Compute Aggregation Layer for oneAPI Level Zero and OpenCL(TM) Applications is an IPC-based mechanism for rerouting L0/OCL API calls from multiple processes into an aggregation service, in order to reduce overhead of GPU context switches. It's tested with Intel(R) Graphics Compute Runtime for oneAPI Level Zero and OpenCL(TM) Driver, whose versions are provided in third_party/linux_dependencies.yml.
The Compute Aggregation Layer for oneAPI Level Zero and OpenCL(TM) Applications is distributed under the MIT License.
You may obtain a copy of the License at: https://opensource.org/licenses/MIT
We at Intel are commited to create an open, welcoming, diverse, inclusive, and healthy community. Please refer to our Contributor Covenant Code of Conduct for full text of our pledge and standards.
To build Compute Aggregation Layer, a Linux machine with C++17 compliant compiler is required. It also requires CMake build system. Following commands will produce Release build. If you would like to build in Debug mode, add -DCMAKE_BUILD_TYPE=Debug
flag to cmake step.
git clone https://github.com/intel/compute-aggregation-layer.git
cd compute-aggregation-layer
mkdir build
cd build
cmake ../
make -j
./calrun -h
This way binaries will be produced in build
catalog and ready to use. You can also install them by invoking:
sudo make install
You may also need to run ldconfig to update shared libraries cache for newly installed libraries:
sudo ldconfig
Additional cmake build flags, that can be set during cmake invoke step (-D<FLAG_NAME>=<VALUE>
):
ENABLE_BLOATED_VERBOSITY
- default:false
. Control whetherbloat
log verbosity should be availableENABLE_PERFORMANCE_DEBUG
- default:true
. Control whether performance-related debug logs should be availableREQUIRE_CACHE_VERIFICATION_DEPENDENCIES
- default:false
. Causes failure of build when the verification of generated cache cannot be performedVERIFY_GENERATED_CACHE_IF_POSSIBLE
- default:true
. Verifies if cached generated files are up to date and in sync with source filesDISABLE_ULT
- default:false
. Set totrue
to skip unit testing during build
For development, we use Ubuntu 20.04 native and WSL, with gcc-9 and clang-14.
Use of Compute Aggregation Layer needs to be explicitly opted-in, but it can be done without modifying the original application. There are two modes of running an application with Compute Aggregation Layer: scoped mode and persistent mode.
In scoped mode, dedicated Compute Aggregation Layer service gets launched per workload (affects also all child processes of that workload). To use it, all it takes, is to add calrun into command line, i.e.

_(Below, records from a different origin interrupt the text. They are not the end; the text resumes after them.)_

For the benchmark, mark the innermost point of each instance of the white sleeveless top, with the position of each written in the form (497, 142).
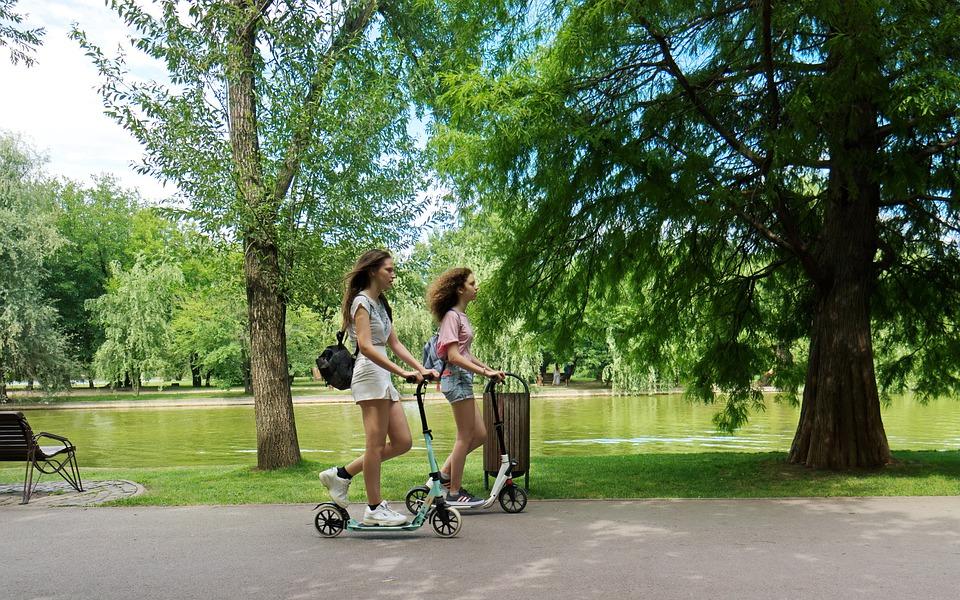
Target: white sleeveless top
(370, 380)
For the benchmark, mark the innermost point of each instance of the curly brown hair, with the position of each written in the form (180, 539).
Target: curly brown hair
(442, 293)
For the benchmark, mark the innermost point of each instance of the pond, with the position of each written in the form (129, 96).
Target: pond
(332, 433)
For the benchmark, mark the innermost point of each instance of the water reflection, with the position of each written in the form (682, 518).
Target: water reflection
(333, 433)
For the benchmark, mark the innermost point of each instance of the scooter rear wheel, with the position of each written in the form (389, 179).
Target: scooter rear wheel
(446, 522)
(330, 520)
(513, 499)
(416, 497)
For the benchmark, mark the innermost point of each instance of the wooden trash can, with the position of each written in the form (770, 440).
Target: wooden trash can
(514, 409)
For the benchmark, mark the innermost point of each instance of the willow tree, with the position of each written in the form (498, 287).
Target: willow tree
(284, 126)
(749, 177)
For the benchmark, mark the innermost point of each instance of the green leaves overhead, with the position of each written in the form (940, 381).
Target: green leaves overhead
(676, 158)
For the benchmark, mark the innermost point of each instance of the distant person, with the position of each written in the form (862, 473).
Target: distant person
(447, 299)
(369, 320)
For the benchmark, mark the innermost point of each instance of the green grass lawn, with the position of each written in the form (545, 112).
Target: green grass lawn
(707, 475)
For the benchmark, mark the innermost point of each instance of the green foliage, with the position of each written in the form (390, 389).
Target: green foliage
(358, 175)
(99, 224)
(667, 166)
(135, 314)
(20, 42)
(32, 345)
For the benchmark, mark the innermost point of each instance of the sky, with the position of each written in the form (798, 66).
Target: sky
(55, 107)
(54, 104)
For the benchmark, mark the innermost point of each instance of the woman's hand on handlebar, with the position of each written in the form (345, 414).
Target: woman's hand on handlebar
(495, 375)
(430, 374)
(412, 377)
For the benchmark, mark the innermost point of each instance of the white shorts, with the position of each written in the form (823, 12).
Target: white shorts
(371, 381)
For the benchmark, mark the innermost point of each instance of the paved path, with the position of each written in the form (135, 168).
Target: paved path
(802, 548)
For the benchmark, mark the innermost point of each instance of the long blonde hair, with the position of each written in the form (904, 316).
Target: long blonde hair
(442, 293)
(358, 279)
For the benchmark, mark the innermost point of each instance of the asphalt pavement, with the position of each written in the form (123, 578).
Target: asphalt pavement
(785, 548)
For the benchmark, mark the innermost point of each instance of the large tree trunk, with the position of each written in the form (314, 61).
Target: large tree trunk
(195, 370)
(277, 444)
(840, 425)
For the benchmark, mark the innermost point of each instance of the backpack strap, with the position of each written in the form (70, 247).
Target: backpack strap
(340, 335)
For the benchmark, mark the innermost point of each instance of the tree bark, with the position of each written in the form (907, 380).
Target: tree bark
(277, 444)
(195, 371)
(840, 424)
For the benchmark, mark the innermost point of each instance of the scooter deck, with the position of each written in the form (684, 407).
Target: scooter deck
(354, 525)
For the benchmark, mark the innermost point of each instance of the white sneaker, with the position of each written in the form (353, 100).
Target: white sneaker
(383, 515)
(337, 486)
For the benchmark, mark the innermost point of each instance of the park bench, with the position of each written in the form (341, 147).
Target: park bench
(18, 443)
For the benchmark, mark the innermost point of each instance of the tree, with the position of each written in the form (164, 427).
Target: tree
(32, 346)
(100, 225)
(752, 176)
(279, 120)
(135, 314)
(19, 42)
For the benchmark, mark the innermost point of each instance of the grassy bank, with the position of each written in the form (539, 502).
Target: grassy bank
(707, 475)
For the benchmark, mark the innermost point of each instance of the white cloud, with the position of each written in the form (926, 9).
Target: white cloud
(55, 106)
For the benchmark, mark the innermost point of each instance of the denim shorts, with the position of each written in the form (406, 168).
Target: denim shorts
(457, 385)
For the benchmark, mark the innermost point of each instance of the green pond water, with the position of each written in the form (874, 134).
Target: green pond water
(333, 433)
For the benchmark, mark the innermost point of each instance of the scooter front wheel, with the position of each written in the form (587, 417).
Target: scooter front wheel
(513, 498)
(446, 522)
(330, 520)
(416, 497)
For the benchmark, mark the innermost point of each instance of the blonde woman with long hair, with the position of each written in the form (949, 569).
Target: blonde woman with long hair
(369, 320)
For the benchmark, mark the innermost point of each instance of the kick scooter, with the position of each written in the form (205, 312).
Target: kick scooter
(512, 497)
(332, 519)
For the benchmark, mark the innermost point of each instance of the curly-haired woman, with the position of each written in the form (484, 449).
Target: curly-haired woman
(447, 298)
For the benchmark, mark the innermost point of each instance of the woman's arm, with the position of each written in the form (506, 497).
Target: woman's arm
(361, 321)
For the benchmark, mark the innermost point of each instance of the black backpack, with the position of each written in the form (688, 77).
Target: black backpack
(335, 364)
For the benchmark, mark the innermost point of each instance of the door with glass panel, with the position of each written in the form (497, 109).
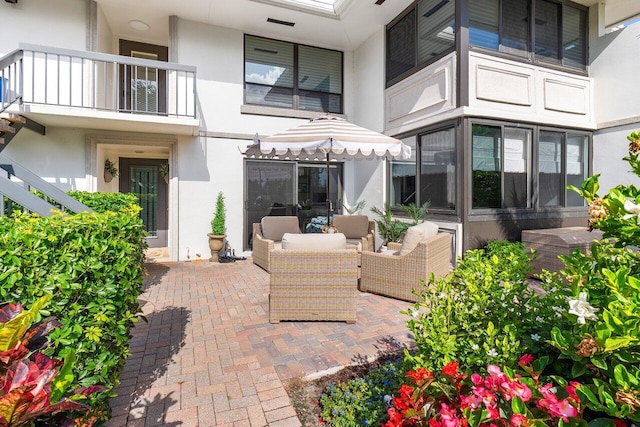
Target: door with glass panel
(143, 89)
(142, 177)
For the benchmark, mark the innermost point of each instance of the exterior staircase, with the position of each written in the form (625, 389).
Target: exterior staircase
(16, 181)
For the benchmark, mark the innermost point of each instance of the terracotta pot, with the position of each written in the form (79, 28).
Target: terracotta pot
(216, 243)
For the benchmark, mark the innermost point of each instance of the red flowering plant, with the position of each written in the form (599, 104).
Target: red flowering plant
(501, 398)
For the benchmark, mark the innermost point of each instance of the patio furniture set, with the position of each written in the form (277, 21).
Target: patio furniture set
(317, 276)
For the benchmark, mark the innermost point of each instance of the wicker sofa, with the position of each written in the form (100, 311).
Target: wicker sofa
(358, 230)
(397, 272)
(267, 236)
(313, 277)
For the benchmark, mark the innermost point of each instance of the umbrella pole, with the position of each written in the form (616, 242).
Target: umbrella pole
(328, 193)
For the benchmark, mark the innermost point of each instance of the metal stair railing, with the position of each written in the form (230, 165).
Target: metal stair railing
(22, 195)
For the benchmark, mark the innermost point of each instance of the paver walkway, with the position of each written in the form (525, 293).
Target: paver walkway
(208, 355)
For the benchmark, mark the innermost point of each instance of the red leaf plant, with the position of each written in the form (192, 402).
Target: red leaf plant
(500, 399)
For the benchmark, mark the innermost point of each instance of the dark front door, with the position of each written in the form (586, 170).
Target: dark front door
(143, 88)
(142, 177)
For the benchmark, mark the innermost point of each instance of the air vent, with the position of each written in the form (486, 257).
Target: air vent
(277, 21)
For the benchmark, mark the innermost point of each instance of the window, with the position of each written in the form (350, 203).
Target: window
(424, 33)
(438, 169)
(562, 160)
(288, 75)
(403, 177)
(501, 164)
(558, 34)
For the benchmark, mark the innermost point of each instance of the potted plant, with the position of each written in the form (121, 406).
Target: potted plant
(391, 229)
(218, 227)
(110, 170)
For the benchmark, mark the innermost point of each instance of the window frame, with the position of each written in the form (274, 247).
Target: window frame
(295, 89)
(533, 167)
(531, 56)
(417, 65)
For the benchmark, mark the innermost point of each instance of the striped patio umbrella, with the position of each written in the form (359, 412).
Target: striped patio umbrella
(328, 138)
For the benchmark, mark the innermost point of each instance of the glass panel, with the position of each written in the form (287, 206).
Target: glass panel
(401, 46)
(577, 166)
(486, 183)
(319, 70)
(268, 64)
(318, 101)
(270, 191)
(144, 184)
(312, 194)
(438, 169)
(546, 31)
(515, 27)
(403, 177)
(517, 145)
(484, 26)
(436, 22)
(574, 37)
(550, 182)
(144, 85)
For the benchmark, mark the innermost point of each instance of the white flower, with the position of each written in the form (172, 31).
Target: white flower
(633, 209)
(581, 308)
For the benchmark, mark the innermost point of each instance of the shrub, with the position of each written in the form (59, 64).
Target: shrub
(361, 401)
(218, 223)
(93, 264)
(103, 202)
(483, 313)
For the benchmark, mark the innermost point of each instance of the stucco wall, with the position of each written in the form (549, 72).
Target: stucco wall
(35, 20)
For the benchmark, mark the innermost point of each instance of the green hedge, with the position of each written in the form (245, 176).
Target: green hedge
(102, 202)
(93, 265)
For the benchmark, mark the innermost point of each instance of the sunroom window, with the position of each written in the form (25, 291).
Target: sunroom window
(545, 31)
(288, 75)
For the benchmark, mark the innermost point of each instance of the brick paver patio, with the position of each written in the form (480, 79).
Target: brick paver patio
(208, 355)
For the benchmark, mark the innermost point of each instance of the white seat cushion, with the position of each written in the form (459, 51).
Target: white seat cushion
(416, 234)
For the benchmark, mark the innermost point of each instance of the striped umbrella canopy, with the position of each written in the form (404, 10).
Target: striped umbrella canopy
(328, 138)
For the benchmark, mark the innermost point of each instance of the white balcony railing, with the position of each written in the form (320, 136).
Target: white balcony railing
(69, 78)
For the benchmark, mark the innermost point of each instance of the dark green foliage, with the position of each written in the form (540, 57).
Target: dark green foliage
(102, 202)
(218, 223)
(93, 265)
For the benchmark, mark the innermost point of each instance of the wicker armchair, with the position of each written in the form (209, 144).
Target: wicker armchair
(397, 276)
(267, 236)
(313, 284)
(358, 229)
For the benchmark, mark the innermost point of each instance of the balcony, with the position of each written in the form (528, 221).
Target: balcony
(68, 88)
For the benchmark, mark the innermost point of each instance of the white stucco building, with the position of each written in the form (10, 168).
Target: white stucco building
(502, 114)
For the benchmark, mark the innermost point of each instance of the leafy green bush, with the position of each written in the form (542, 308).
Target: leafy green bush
(483, 313)
(102, 202)
(361, 401)
(93, 265)
(602, 340)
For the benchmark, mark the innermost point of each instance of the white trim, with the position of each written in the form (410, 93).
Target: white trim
(92, 142)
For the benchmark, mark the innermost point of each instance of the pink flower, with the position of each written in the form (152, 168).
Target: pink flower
(515, 388)
(563, 409)
(518, 420)
(526, 359)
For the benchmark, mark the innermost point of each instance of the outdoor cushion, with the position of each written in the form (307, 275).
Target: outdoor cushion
(416, 234)
(314, 241)
(352, 226)
(273, 227)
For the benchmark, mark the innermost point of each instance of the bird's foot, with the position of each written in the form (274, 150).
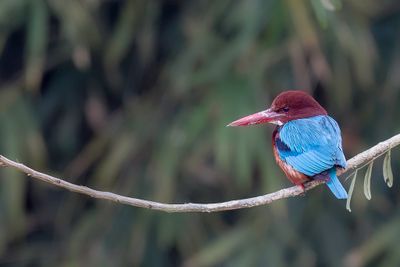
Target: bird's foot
(304, 190)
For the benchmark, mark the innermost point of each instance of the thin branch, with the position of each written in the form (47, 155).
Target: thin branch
(354, 163)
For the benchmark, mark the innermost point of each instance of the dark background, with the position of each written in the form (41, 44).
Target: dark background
(133, 97)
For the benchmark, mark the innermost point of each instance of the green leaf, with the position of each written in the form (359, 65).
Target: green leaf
(367, 181)
(387, 169)
(351, 189)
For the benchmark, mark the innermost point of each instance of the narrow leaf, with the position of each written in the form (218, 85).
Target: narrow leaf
(387, 169)
(367, 181)
(351, 189)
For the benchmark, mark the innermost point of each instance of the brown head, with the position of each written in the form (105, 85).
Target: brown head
(287, 106)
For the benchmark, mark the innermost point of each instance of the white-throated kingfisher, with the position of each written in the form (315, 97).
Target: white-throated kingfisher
(306, 142)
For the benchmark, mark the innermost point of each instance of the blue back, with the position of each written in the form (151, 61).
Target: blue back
(311, 145)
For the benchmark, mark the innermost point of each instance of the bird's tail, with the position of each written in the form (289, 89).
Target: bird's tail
(335, 186)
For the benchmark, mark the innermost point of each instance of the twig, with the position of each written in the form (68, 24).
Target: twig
(352, 164)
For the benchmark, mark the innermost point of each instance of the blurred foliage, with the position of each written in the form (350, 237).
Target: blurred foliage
(133, 97)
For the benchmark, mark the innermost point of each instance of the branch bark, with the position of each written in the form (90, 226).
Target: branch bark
(354, 163)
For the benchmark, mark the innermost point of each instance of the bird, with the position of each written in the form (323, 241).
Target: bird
(306, 142)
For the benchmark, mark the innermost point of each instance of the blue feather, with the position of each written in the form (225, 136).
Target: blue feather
(312, 146)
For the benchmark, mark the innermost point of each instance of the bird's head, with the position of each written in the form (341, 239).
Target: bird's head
(287, 106)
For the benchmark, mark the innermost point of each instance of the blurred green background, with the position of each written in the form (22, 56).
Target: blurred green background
(133, 97)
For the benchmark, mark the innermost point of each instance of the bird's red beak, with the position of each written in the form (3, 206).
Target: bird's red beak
(257, 118)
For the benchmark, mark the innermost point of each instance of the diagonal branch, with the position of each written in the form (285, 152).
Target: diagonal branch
(354, 163)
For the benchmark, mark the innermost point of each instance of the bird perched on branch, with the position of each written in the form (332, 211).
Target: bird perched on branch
(306, 142)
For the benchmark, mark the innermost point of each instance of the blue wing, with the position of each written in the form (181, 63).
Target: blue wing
(311, 145)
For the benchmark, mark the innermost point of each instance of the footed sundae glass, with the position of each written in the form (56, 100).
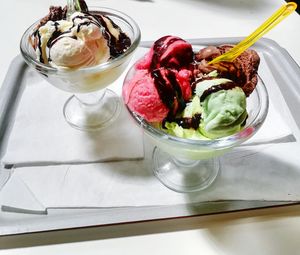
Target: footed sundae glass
(92, 106)
(186, 165)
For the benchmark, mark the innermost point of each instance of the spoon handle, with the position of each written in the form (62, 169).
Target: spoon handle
(271, 22)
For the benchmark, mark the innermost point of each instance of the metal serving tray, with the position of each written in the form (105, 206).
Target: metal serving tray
(284, 69)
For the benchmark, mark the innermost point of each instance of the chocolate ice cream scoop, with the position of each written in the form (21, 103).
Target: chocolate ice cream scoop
(243, 70)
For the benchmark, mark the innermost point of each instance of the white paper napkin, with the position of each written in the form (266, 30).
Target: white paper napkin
(269, 172)
(41, 135)
(266, 170)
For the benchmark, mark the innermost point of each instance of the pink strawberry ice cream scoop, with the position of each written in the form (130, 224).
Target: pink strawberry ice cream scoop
(168, 51)
(161, 85)
(159, 93)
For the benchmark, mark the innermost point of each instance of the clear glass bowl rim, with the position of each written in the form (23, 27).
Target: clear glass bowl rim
(220, 143)
(44, 68)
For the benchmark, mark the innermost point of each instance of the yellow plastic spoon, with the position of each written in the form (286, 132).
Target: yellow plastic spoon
(271, 22)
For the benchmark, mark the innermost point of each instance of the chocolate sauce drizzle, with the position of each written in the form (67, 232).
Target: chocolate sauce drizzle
(216, 88)
(165, 81)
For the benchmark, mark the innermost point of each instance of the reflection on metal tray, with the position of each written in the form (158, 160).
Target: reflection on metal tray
(284, 70)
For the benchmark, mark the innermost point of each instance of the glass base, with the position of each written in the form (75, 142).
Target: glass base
(86, 113)
(183, 175)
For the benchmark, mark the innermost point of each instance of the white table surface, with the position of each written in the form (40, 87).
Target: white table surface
(265, 231)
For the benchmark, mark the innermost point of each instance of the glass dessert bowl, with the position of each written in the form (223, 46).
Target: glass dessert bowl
(92, 106)
(187, 165)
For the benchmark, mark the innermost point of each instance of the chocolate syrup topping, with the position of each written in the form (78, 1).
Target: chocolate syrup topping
(193, 122)
(117, 46)
(216, 88)
(169, 90)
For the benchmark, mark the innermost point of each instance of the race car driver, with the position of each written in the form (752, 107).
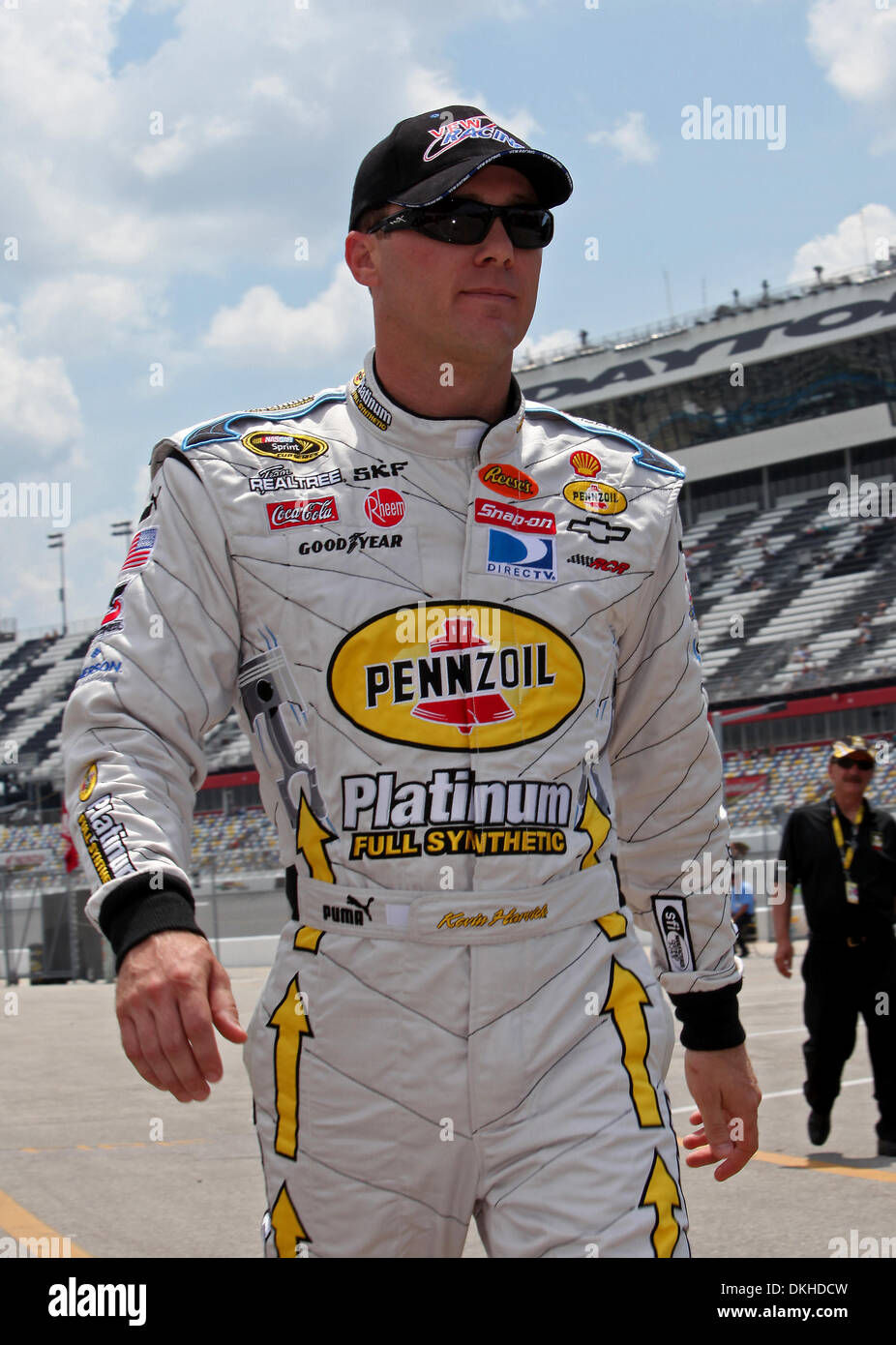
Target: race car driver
(458, 632)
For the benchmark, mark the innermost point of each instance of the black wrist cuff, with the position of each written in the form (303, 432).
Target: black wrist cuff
(710, 1018)
(136, 910)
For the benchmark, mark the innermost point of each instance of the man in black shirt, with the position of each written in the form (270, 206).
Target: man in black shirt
(843, 852)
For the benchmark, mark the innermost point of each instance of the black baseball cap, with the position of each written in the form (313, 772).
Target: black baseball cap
(424, 158)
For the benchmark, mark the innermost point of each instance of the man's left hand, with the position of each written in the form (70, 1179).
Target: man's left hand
(724, 1087)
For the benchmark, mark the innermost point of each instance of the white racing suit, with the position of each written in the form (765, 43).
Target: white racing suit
(465, 659)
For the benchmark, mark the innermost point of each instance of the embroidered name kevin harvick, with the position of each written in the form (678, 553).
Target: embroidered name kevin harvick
(458, 920)
(105, 840)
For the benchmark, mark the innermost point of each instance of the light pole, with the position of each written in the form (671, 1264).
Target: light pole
(58, 544)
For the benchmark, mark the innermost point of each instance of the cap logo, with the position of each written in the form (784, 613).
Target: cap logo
(478, 128)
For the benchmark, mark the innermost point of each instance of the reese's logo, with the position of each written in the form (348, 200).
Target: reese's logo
(295, 448)
(595, 496)
(509, 480)
(457, 678)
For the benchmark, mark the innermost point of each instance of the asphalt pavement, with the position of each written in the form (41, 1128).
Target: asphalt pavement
(92, 1154)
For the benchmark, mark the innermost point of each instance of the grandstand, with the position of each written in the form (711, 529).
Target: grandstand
(782, 407)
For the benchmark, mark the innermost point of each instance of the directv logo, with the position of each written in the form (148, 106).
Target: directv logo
(521, 557)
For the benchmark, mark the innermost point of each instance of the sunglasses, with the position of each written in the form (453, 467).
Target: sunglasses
(468, 223)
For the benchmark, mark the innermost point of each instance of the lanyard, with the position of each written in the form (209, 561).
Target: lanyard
(847, 852)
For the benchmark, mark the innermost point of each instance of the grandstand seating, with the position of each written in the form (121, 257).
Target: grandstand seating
(778, 595)
(245, 841)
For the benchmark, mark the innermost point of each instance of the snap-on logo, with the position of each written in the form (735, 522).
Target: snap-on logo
(514, 518)
(454, 676)
(507, 480)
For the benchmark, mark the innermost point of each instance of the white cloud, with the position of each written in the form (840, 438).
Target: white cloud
(40, 412)
(629, 138)
(262, 326)
(88, 311)
(545, 345)
(855, 45)
(857, 240)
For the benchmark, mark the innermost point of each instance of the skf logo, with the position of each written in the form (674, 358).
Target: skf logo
(595, 496)
(433, 678)
(582, 463)
(295, 448)
(300, 513)
(507, 480)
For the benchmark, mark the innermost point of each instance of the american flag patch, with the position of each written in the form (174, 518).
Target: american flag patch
(140, 549)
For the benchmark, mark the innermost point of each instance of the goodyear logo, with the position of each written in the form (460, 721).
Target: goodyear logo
(296, 448)
(595, 496)
(457, 678)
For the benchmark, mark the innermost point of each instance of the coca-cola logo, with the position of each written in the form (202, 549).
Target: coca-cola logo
(385, 507)
(299, 513)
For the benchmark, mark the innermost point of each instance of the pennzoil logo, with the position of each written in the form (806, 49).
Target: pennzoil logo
(509, 480)
(457, 678)
(295, 448)
(595, 496)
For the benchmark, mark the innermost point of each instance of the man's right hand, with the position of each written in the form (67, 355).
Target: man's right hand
(785, 956)
(171, 994)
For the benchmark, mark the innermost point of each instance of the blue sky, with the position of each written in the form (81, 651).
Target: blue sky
(161, 159)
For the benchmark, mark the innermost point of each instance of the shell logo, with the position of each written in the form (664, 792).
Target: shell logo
(455, 676)
(295, 448)
(509, 480)
(584, 463)
(595, 496)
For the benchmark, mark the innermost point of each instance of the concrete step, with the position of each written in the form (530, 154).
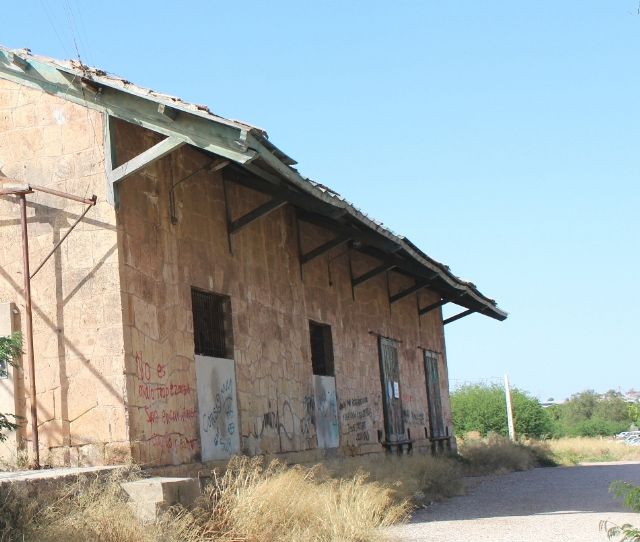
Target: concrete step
(152, 496)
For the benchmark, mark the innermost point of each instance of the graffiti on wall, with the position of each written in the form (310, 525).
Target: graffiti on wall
(159, 396)
(357, 420)
(217, 404)
(413, 417)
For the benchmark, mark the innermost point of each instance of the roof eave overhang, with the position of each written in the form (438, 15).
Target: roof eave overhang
(245, 145)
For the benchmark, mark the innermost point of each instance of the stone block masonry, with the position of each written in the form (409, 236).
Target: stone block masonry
(78, 332)
(116, 370)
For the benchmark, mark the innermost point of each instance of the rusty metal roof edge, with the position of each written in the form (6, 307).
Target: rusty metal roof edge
(443, 271)
(272, 155)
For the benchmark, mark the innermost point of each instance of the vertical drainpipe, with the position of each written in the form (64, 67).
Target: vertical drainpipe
(29, 329)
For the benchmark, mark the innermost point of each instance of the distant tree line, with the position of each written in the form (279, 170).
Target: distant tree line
(482, 408)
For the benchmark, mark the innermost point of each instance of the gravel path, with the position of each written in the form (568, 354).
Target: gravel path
(550, 504)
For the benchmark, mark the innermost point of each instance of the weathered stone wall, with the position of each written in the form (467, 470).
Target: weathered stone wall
(272, 304)
(77, 314)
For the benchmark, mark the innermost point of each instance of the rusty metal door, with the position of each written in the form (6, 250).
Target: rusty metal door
(391, 401)
(432, 374)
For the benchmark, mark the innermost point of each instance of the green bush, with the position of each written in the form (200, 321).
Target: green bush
(589, 414)
(10, 349)
(483, 409)
(630, 496)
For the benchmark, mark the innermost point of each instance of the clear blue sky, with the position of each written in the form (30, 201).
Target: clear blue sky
(501, 137)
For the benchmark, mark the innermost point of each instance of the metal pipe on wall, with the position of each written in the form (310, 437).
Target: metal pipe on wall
(29, 329)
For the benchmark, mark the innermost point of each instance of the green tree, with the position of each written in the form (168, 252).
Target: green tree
(589, 414)
(10, 349)
(630, 496)
(483, 409)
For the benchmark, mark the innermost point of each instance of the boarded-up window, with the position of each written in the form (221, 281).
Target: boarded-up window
(212, 324)
(436, 420)
(321, 349)
(392, 402)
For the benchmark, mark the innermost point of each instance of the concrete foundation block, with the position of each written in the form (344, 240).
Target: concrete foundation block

calrun application_name [application_arguments]
e.g.
calrun ./l0_test_basic
In persistent mode, Compute Aggregation Layer service gets launched per user and all of user's workloads that use Compute Aggregation Layer will be rerouted to that single service instance. In this mode, service needs to be explicitly started. Additionally, applications needs to opt-in to using that service (which, similarly to scoped mode, can be done without modifying the application.
To start the service, simply run calrun
or calrun -p
.
First step is to enable specific api, by scripts available in /opt/compute-aggregation-layer
. Use source
to run script for API that you are interesed in:
# enable cal for Level Zero
source /opt/compute-aggregation-layer/cal_setvars_l0.sh
# enable cal for OpenCL
source /opt/compute-aggregation-layer/cal_setvars_ocl.sh
# enable cal for both APIs
source /opt/compute-aggregation-layer/cal_setvars.sh
After that, run target application as you would normally do.
Refer to include/cal.h for available flags and their descriptions.
When setting Compute Runtime (NEO) environment variables, users need to ensure that they are in the scope of the parent CAL process; i.e. it needs to be set in the environment prior to calrun <application_name> [application_args]
call in scoped mode or in the environment of the single service instance in the case of persistent mode. Any exceptions to this rule is noted below.
- ZE_AFFINITY_MASK: This environment variable can be used/set in scripts that are executed by child process, i.e. individual MPI ranks are free to set their own ZE_AFFINITY_MASK value. This is due to fact that Compute Aggregation Layer intercepts this call to provide the correctly filtered list of device(s)/sub-device(s) the client requests.